APPLIED AI · PROGRAM MANAGEMENT · COMMUNICATIONS
How to Build an AI That Admits It Doesn't Know
An AI assistant designed around retrieval, not generation, cleared the guidance bottleneck for engineers and gave security experts their attention back.
Inside Amazon Security, engineers were opening tickets they didn't need to open. The answers usually already existed, buried across PDFs, wikis, and old archives, while the launch clock kept running. More than a thousand of those questions came in a day. The first attempts to fix it with AI made things worse: a chatbot that invents plausible security guidance is more dangerous than no chatbot at all.
Background
Software development engineers clearing Amazon's pre-launch security bar regularly needed guidance on policy, implementation requirements, and review expectations. When they couldn't find an answer, they filed a ticket, which was correct behavior but turned senior security experts into help-desk support. Roughly 60% of the daily volume was repetitive questions that should never have reached a human.
The details
- All security documentation was consolidated into a single S3 bucket, the exclusive data source for a retrieval-augmented generation pipeline.
- Model temperature was moved from 0.7 to 0.2, forcing near-deterministic, factual responses instead of creative ones.

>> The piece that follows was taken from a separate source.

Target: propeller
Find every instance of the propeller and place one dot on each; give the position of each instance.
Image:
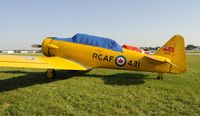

- A prompt template mandated exact source citations and returned a null response when the answer was not in the verified documentation.
- Those constraints drove accuracy from 49% to 86%, and ticket volume fell 60% after launch.
- The portal now averages 1,000 daily visits across the AWS builder community.
- The comms function drove adoption with leadership briefing decks, memos, and PRFAQs, plus runbooks, live and recorded training, self-directed learning, and an internal newsletter, reaching more than 4,000 people.
Why it matters
Most enterprise AI fails not because the model is weak but because nobody decided what the tool should do when it doesn't know. This one worked because someone made that call. A security environment cannot tolerate a confident wrong answer, and engineering the assistant to cite its sources or say nothing made it credible where a standard chatbot would have been a liability. The accuracy jump from 49% to 86% is the whole story. Reliability, not capability, is what gets an AI tool trusted inside a high-stakes workflow.